Sen. Panfilo Lacson, chair of the Senate's national defense and security committee, told reporters in a forum that seeking the help of other countries in dealing with China would only worsen tensions.
He said China prefers bilateral discussions, based on meetings he had with some officials like China's ambassador in Manila.
"Baka naman puwedeng tayo na lang dalawa ang mag-usap. Huwag tayo mag-involve ng ibang countries dahil gugulo ang usapan," he said.
Lacson pointed out that other countries like the United States and the Philippines' fellow members in the Association of Southeast Asian Nations (ASEAN) have their own interests to protect.
Recently, the Philippines expressed disappointment at the ASEAN's failure to come up with a joint statement on China's activities in the West Philippine Sea during a meeting of foreign ministers in Cambodia.
Cambodia, the chair of the conference and an ally of China, was reported to have blocked efforts to come up with a diplomatic communiqué.
"No country will advance the interests of another country ahead or on top of their own interests. Bringing in a third country or even 10 countries will not do us any good," Lacson said.

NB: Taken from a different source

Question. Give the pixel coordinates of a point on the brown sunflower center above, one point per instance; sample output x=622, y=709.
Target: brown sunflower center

The senator also believes that invoking the Philippines' mutual defense treaty with the US should be "a matter of last resort."
He said the US cannot afford to antagonize China all the way because it has big investments there.
What the Philippines can do for now, Lacson said, is study the possibility of a joint exploration of disputed territories with China. Some of these territories, like the Spratlys, are believed to be rich in marine resources and natural gas.
Lacson said the Philippines is not capable of exploring the resources on its own.
"At the moment, we cannot eat sovereignty," he said. "We cannot bargain from a position of weakness. We are very weak right now."